In essence, the Let’s Do It! is not only about World Cleanup Day, it is about working with partners, government and global institutions to lobby for policies and practices which bring about true sustainable change to a zero waste and circular economy, and achieve our final goal – a world without waste.
“Any large initiative like this one would simply not be possible without the help of volunteers, sponsorship and donations, and Nipe Fagio invites individuals and companies interested in in this golden opportunity to get involved in this clean up endeavor. Nipe Fagio is grateful to our many committed partners and volunteers”, says Ms. Ana.
What has been done by Nipe Fagio and partners to date:
- Appointed leaders in 9 cities / towns.

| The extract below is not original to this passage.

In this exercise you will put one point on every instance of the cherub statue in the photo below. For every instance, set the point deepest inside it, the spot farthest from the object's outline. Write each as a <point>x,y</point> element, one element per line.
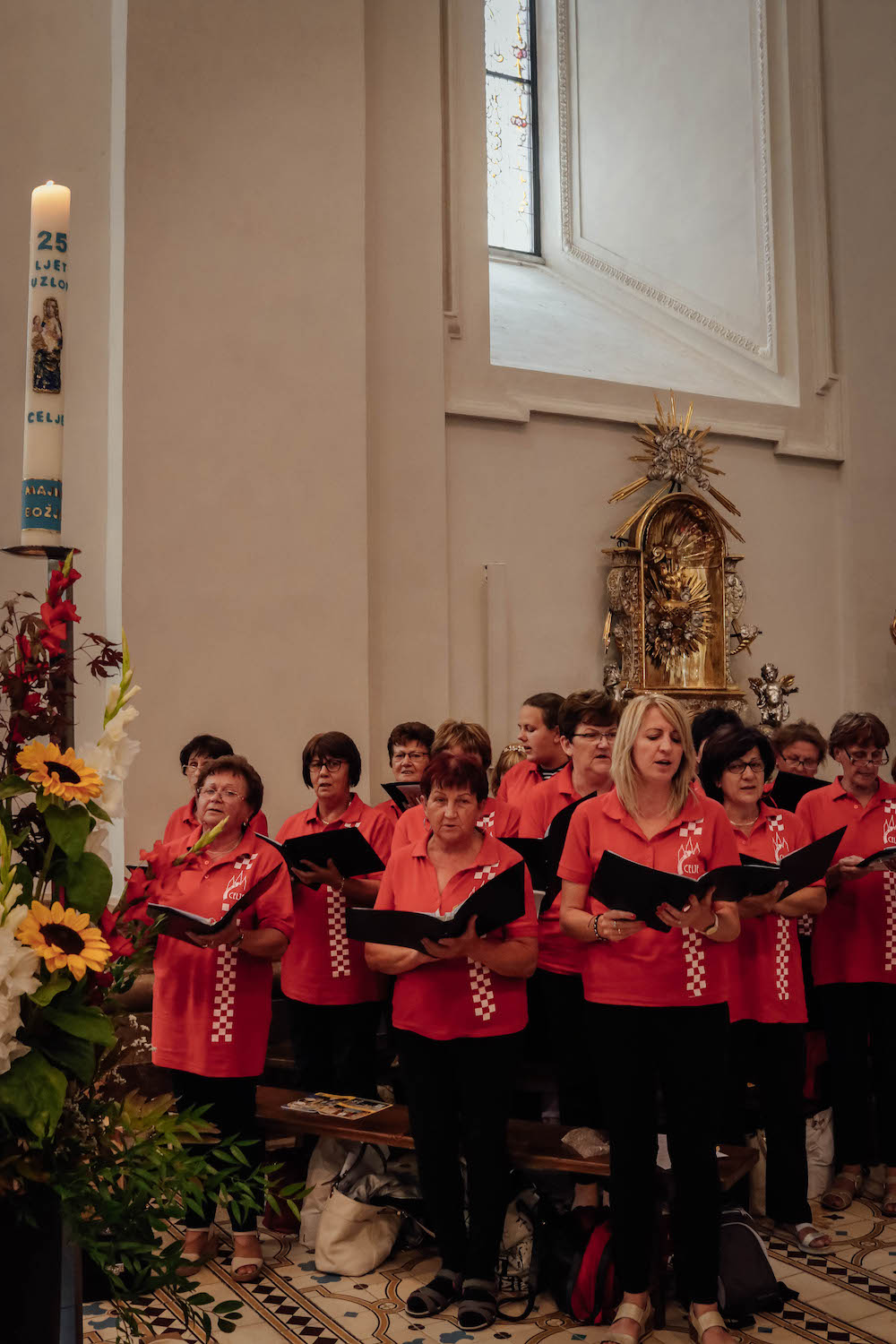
<point>613,683</point>
<point>771,695</point>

Arusha, Mwanza, Tanga, Moshi, Morogoro, Dodoma, Zanzibar, Bagomoyo, and Iringa.
- Created committees with several implementing partners in Dar es Salaam being: Green Waste Pro; Jane Goodall Roots and Shoots; Vicoba for Sustainable Development; Femina Hip; JCI (Junior Chamber International); Zaidi Recycling; The Recycler; Freight Forwarders and SBS; Eco Makazi; Lions Club Tanzania; Aqua Farms; GNRC; Muhimbili University; Raleigh Intl; ACRA, HOT and Ramani Huria Mapping Team.

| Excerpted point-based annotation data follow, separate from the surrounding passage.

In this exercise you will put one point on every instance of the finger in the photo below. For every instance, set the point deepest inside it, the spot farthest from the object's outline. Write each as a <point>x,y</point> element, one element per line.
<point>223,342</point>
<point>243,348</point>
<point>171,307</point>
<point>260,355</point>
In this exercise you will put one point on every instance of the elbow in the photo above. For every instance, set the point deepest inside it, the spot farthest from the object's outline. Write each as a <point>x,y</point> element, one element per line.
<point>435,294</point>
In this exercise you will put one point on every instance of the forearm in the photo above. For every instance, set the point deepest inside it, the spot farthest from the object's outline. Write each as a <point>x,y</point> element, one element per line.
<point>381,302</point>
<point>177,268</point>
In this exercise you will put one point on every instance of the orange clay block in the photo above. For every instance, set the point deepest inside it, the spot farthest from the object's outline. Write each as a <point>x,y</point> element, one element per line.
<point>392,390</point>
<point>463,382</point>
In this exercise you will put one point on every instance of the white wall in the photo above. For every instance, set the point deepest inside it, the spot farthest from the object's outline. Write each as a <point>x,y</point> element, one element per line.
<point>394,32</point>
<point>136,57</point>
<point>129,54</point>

- Engaged with local government agencies – TOA (TZ Osaka Alumni); PO RALG /TAMESEMI; Dar City Council; all 5 municipalities in Dar; RAIS (Regional Administration), Regional Commissioners office, NEMC; Ministry of Environment
- Conducted over 10 multi-stakeholder Let’s Do It TZ introduction events
- Conducted over 15 Trainer of Trainer capacity building workshops to different organizations.
- Facilitated or supported over 70 pre-cleanup events, including in some regions, with a plan to have at least one pre-cleanup every weekend in Dar, up to end August, and 2 per region before WCD.

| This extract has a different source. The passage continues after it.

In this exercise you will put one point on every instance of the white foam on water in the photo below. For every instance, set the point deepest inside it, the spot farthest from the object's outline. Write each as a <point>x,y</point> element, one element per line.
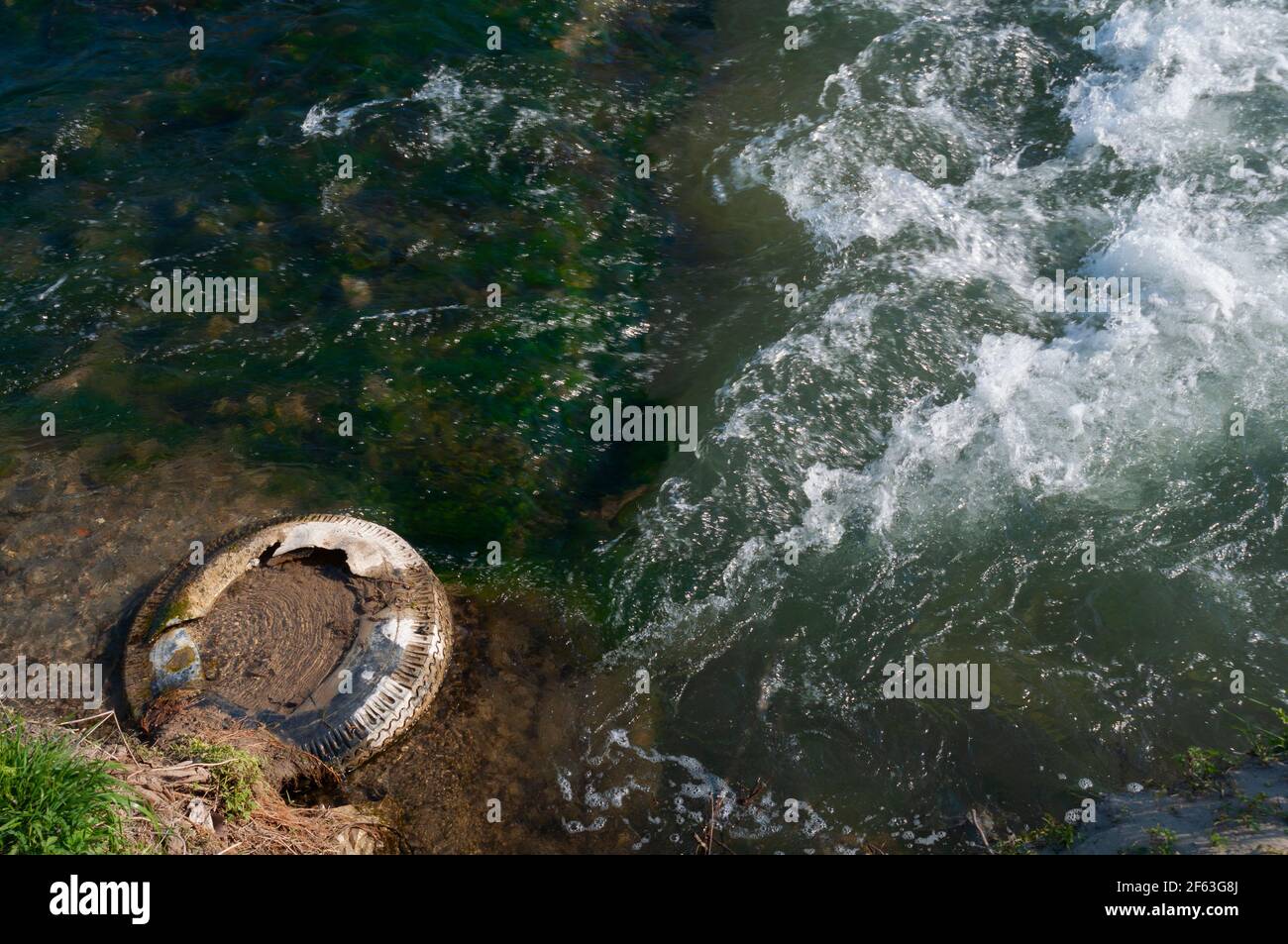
<point>1096,411</point>
<point>456,108</point>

- Presented to Government officers involved in World Bank TZ Strategic Cities Program (TSPC), and TSCP will discuss use of earth moving equipment needs and support.
- With the help of our teams across the country and 500 students from HOT – Ramani Huria Mapping Teams, mapped over 20,000 waste hotspots with a plan to run a national mapping challenge from August 20-26th.
List of Sites in Dar es Salaam:
|Tandare kwa Tumbo|
|Mto Ngani Kunduchi|
|Mbezi ya Kimara|
|Mbagala za Kheim|
|Buza – Majumba 3|
|Ferry Fish Market|
At the same time, Nipe Fagio takes this opportunity to thank financial contributors to date: Sumaria Group, Nabaki Afrika, Aquilia Foundation and Songas, Green Waste Pro, Southern Sun (for hosting this and other events) Azura for hosting events; Endelevu Mkaa for garbage bag contribution; Amic Design and DJPA.